The Night-Comers
- First edition
- Author: Eric Ambler
- Language: English
- Publisher: Heinemann
- Publication date: 1956
- Publication place: United Kingdom
- Media type: Print
- OCLC: 752399447
- Preceded by: The Schirmer Inheritance
- Followed by: Passage of Arms

= The Night-Comers =

1956 novel by Eric Ambler

The Night-Comers is a 1956 novel by Eric Ambler. In the United States it was published as State of Siege.

==Plot==

Steve Fraser is an engineer working on a dam on the Southeast-Asian island of Sunda. Sunda is a former Dutch colony, which has recently become independent. The new republic is dogged by corruption, and threatened by General Sanusi, a devout Moslem, who controls much of the countryside.

The government forces the dam project to employ surplus army officers as "liaison managers", most of whom are unqualified and corrupt. They cause trouble by extorting money from the workers in the form of "union dues", however one, Major Suparto, is hard-working and competent.

Fraser's period of employment at an end, he flies to the capital, Selampang, to catch another plane out. His friend Roy Jebb, a pilot, takes Fraser to the New Harmony Club, where he meets Rosalie, a half Dutch, half Sundan "Indo" girl. At the club, he spots a jeep from the dam project, and overhears Major Suparto talking to a "General". Fraser deduces that because the jeep has been driven over 200 miles in 12 hours, through roadblocks controlled by both Sanusi and the government, Suparto must have friends on both sides.

Roy has to go away for a few days, so he lends Steve his flat on top of the radio station. While Steve and Rosalie are staying there, Sanusi's forces launch their attack. They capture the radio station, and Sanusi broadcasts a statement announcing martial law. Fraser realises his voice is not the voice of the General whom Suparto was talking to in the New Harmony Club two nights previously.

The building is bombed by government forces and generator for the radio transmitter is damaged. Fraser is forced to repair it.

Fraser privately confronts Suparto about being an agent provocateur. Suparto states that the country needs time to learn to govern itself, and that Sanusi has been lured into a trap.

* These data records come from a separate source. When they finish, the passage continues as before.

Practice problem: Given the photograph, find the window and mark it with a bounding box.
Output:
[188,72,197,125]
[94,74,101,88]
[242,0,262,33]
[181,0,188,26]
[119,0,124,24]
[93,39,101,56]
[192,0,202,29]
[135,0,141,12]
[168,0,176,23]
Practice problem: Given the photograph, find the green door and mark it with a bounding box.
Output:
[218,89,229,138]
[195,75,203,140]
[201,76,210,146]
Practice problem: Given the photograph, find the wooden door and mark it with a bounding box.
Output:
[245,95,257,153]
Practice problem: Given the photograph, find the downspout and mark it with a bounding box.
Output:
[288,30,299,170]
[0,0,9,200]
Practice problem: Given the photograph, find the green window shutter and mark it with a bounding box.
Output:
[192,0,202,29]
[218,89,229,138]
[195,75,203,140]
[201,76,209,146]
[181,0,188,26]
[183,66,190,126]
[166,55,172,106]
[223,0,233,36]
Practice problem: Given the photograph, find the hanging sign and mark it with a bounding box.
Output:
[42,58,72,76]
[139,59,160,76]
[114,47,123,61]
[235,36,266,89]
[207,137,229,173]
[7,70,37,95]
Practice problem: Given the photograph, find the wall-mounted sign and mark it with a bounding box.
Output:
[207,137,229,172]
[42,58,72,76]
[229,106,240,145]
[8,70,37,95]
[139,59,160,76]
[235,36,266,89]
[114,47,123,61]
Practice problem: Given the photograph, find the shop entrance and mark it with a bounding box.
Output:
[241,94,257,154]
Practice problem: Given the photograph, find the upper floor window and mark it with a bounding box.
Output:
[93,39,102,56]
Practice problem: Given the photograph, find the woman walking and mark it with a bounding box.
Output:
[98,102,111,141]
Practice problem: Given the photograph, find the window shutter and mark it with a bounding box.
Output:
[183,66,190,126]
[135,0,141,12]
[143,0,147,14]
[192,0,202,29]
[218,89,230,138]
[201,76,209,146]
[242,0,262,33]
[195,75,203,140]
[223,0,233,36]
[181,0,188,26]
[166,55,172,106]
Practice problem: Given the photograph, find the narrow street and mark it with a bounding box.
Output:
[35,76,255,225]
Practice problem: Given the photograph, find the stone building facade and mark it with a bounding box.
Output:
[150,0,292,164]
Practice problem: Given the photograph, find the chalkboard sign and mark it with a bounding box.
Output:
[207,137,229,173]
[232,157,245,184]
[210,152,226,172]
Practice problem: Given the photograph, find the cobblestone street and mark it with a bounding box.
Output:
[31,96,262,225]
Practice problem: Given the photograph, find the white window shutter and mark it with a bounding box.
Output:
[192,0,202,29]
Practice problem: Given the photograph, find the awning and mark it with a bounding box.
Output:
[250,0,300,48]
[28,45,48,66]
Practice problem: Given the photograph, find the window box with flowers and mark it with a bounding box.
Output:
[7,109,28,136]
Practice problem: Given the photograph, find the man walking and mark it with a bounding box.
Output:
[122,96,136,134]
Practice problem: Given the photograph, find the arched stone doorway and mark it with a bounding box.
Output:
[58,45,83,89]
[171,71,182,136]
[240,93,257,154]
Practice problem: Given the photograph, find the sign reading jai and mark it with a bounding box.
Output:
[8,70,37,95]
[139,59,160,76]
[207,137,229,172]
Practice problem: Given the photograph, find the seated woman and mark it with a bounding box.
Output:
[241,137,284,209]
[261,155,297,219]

As government forces close in, Sanusi's rebels decide to negotiate. They force Fraser to attend the negotiations as a neutral foreign observer. General Ishak, commander of the government forces, declares that rebel soldiers will be spared but traitorous officers will be killed. Fraser rejects the offer of freedom, and returns to Rosalie. They retreat to the top of the radio building, where Sanusi is killed and Steve and Rosalie are rescued.

==Reception==

The book was inspired by the 1945–1949 Indonesian National Revolution.

Kirkus Reviews described it as "a sophisticated, circumspect drama of revolution and political terrorism... Not as sinister a chimera of intrigue as his earlier books, but an assured adventure tale to which the shifty, shifting character of this part of the world lends substance."